To further explore this theory, the attention moved to other materials formed in a very peculiar environment: samples from the first atomic site, the “Trinity site” (Alamogordo, New Mexico). On 16 July 1945 at the end of the Manhattan project, the large detonation of the first nuclear device produced the so-called trinitite, a combination of glass fused from natural sand and anthropogenic copper from transmission lines used during the nuclear test. Inside one trinitite fragment a new quasicrystal was found with a chemical composition not predicted in laboratory experiments. Yet, the thermodynamic conditions that generated trinitite were very similar to those that formed natural quasicrystals in meteorites. 

 

So the question was: Could quasicrystals be more common than thought?
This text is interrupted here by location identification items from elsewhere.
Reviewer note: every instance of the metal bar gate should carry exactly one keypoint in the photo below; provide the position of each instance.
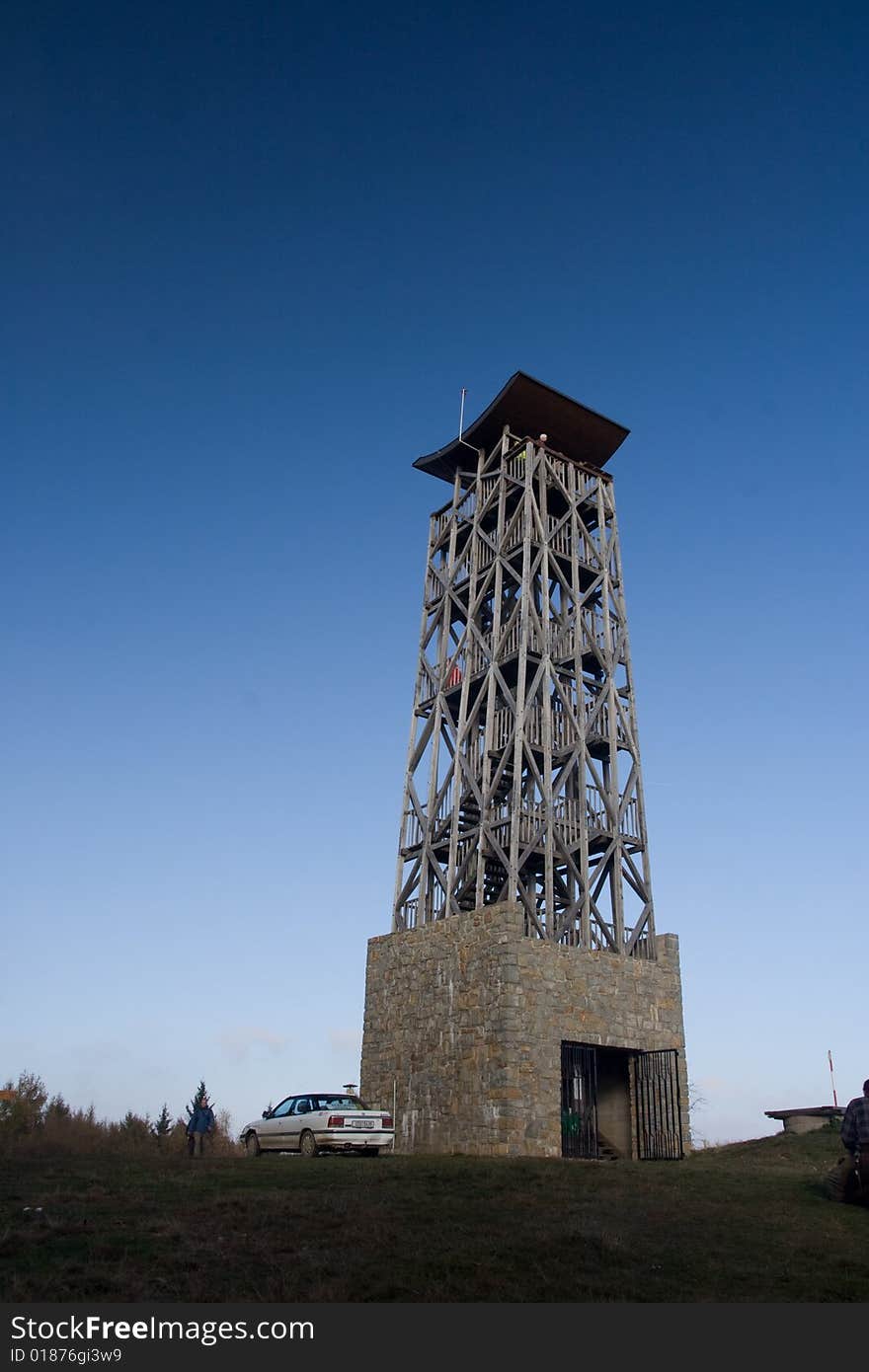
(659, 1118)
(578, 1101)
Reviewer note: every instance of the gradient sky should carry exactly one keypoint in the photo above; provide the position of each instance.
(250, 256)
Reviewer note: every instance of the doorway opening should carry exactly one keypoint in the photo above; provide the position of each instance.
(619, 1102)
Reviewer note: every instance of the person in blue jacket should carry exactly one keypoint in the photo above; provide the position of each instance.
(200, 1124)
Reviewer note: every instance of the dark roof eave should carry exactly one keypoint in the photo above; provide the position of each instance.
(530, 408)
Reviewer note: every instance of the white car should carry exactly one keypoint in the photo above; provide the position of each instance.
(319, 1122)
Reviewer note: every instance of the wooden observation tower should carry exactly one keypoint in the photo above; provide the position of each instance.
(523, 770)
(523, 1002)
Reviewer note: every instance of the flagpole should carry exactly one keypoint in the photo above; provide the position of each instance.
(830, 1056)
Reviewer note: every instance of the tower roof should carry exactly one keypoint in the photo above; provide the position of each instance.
(531, 408)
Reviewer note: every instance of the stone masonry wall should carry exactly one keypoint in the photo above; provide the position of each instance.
(464, 1021)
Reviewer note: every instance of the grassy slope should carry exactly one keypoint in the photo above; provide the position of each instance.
(741, 1223)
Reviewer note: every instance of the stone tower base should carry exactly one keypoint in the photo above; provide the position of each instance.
(464, 1024)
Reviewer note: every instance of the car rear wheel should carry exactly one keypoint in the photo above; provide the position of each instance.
(308, 1144)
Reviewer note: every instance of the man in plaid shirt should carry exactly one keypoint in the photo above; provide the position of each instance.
(855, 1124)
(850, 1179)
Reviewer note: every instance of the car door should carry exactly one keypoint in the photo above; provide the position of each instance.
(298, 1121)
(274, 1131)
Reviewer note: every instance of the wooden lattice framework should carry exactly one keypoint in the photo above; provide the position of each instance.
(523, 776)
Given what we had learnt, they could also be the tip of a huge iceberg of novel materials to be discovered in the mineral kingdom. With this in mind, our team continued to investigate materials formed by exotic processes in nature. And the attention moved to fulgurites. These are relatively common tube-shaped, vitrified materials formed when lightning discharges into ground. Several fulgurites coming from different places around the world were studied and one, from Sand Hills (Nebraska), turned out to contain the first quasicrystal formed by electrical discharge. The Sand Hills quasicrystal exhibits 12-fold (dodecagonal) symmetry that is impossible for ordinary crystals. The 12-fold symmetry in a material formed by a natural process represents a novelty, as all the previous natural quasicrystals have 5-fold or 10-fold symmetry. It is also another example of a composition discovered in nature prior to being discovered in the laboratory and, even more important, the dodecagonal quasicrystal was formed by a completely uncontrolled process, lasting perhaps a few minutes, yet resulting in almost identical to industrial synthetic quasicrystals with similar composition. 

We characterized the Sand Hills dodecagonal quasicrystal by transmission electron microscopy, a technique able to give information on the distribution of the atoms in the structure. The analysis showed that the real space structure consists of a homogeneous, quasiperiodic, and 12-fold symmetric pattern composed of dodecagonal clusters. 

 

Overall, the Sand Hills quasicrystal has revealed a possible new approach to obtain quasicrystals by synthesis methods. Additionally, the finding of a quasicrystal formed by an electrical discharge may give information on the meteorite where the first quasicrystals were found. In particular, this could reveal the highly reducing conditions needed to explain the presence of metallic aluminium in the quasicrystals and several of the crystalline phases found in the meteorite that cannot be explained by the impacts alone. It has been recently demonstrated that intense reducing conditions can be generated by the possible presence of lightning strikes in the solar nebula. Therefore, such natural phenomena might be crucial to promote the quasicrystal formation and, who knows, also of other novel materials that have yet to be envisioned.